Monday, February 21, 2011

Monday Monday---

I work from home, so you would think a Monday wouldn't feel as terrible to me as it does for most people who have a 9 to 5 job.  But when you throw in the fact that it's a 4 day weekend for other military families and you get this constant reminder that your husband is deployed and can't bbq with you and friends like everyone else is doing, you have a tendency to get a really bad case of the Mondays.

The really crappy thing, is lately every day has felt like a Monday that will never end.  You know the movie Groundhog Day with Bill Murray?  That is what my life feels like.  Same day over and over.  I wish I could take a cue from Bill and learn a little bit every day to improve upon my mistakes to have a wonderful outcome at the end.

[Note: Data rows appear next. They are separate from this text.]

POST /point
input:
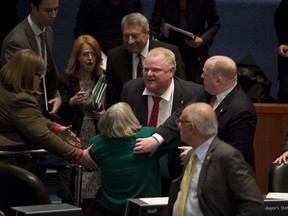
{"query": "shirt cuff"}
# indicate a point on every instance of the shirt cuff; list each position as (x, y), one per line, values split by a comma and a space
(158, 137)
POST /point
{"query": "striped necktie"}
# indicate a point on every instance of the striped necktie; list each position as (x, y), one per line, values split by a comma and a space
(155, 111)
(139, 66)
(186, 179)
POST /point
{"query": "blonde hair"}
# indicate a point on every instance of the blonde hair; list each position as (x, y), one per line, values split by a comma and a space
(168, 54)
(136, 19)
(225, 67)
(204, 117)
(18, 74)
(118, 121)
(73, 64)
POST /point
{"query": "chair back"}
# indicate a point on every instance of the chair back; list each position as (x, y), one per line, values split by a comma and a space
(278, 178)
(20, 187)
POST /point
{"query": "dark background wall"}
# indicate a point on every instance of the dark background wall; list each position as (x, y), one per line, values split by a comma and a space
(246, 28)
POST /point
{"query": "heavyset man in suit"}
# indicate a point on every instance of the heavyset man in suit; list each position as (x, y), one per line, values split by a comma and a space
(234, 110)
(122, 60)
(159, 80)
(218, 181)
(26, 35)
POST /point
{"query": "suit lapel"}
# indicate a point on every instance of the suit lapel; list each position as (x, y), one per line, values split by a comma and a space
(221, 109)
(178, 100)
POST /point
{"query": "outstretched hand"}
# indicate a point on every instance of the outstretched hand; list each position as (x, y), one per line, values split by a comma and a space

My big problem is I am NOT a morning person.  So I go to bed pumping myself up "you can do this!!  Tomorrow is a new day!  You will get up and......" (fill in the blanks with everything I want to change) And then I wake up.  And am depressed all over again, don't want to wake up and get out of bed. Quickly find excuses to NOT do all of the things I had pumped myself up to do the night before.  Granted this last week hasn't helped much being sick and feeling like total crap.

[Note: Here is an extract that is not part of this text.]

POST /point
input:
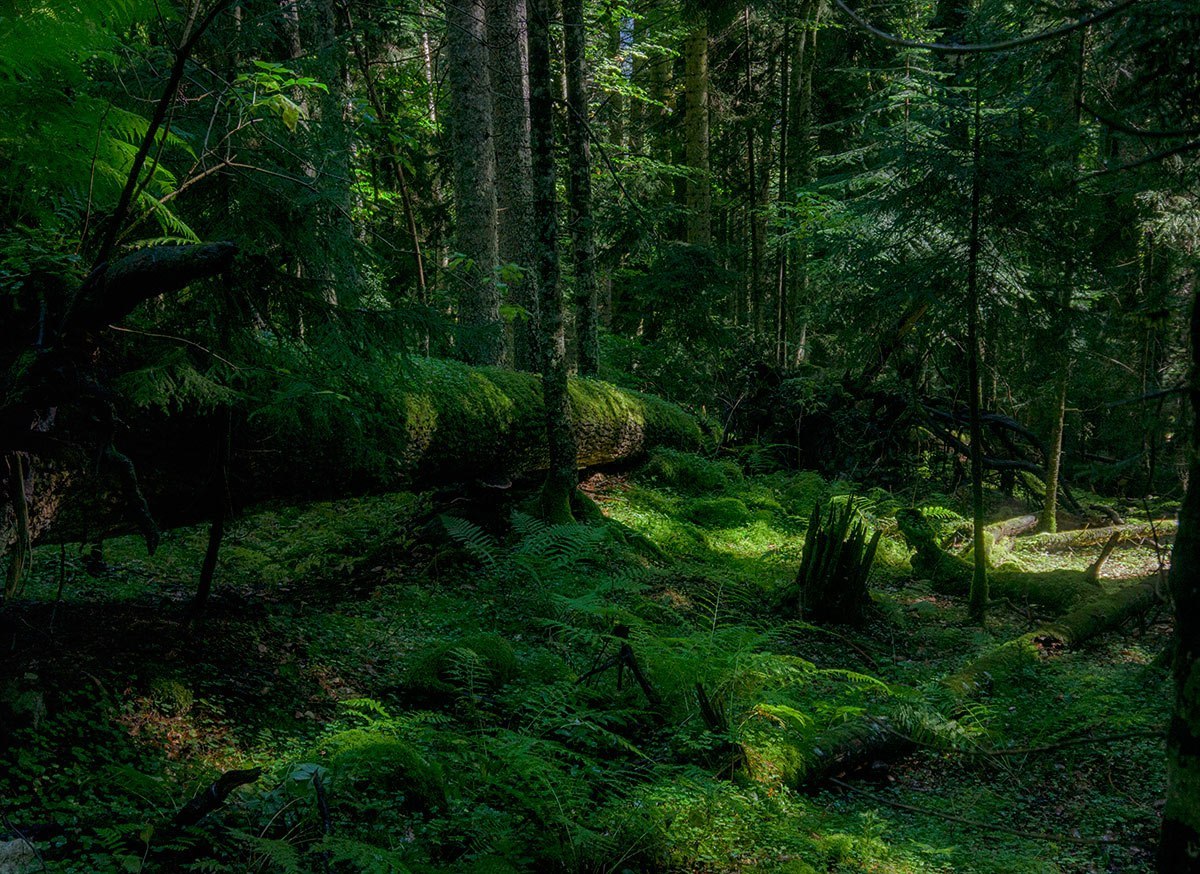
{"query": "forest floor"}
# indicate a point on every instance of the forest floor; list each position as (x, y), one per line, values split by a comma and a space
(409, 682)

So this morning I woke up, took a shower, made my coffee and grabbed my laptop.  I had planned in my head to just get up and get out of the house and go SOMEWHERE....ANYWHERE!  But all I can think right now is how completely exhausted I am and want to go back to sleep.  I can barely keep my eyes open and I've only been awake for an hour.  Then to top it off I haven't stopped sweating since I got out of the shower.  Gotta love anxiety =P

I think my first step to getting rid of the Mondays is to stop comparing myself to everyone else. So what if I sleep until 9:30 and you get up at 6:00 -- So what if I relax all morning and drink coffee until noon and you've already done all of your shopping, cleaning, and have had breakfast and lunch...I need to find what works for ME.  What MY schedule should be.  I work from home for a reason.  I set my own schedule, work when and IF I want to.  I am my own boss.  Now I need to transfer that thinking over to my personal life.  I wish it was easier to stop worrying about what other people think of me.  And the likelihood that they even care I'm sure is very slim.

So today Monday, you may have the upper hand.  But we'll meet again soon.  And maybe, just maybe...you'll feel more like a Tuesday.

1 comment:

  1. Woah.. I feel like I could have written this! Minus the deployed hubby =P But I do know how you feel to some extent. I feel the same way at times about working from home and about saying I'm going to get up and do this and that and this and then quickly finding excuses not to!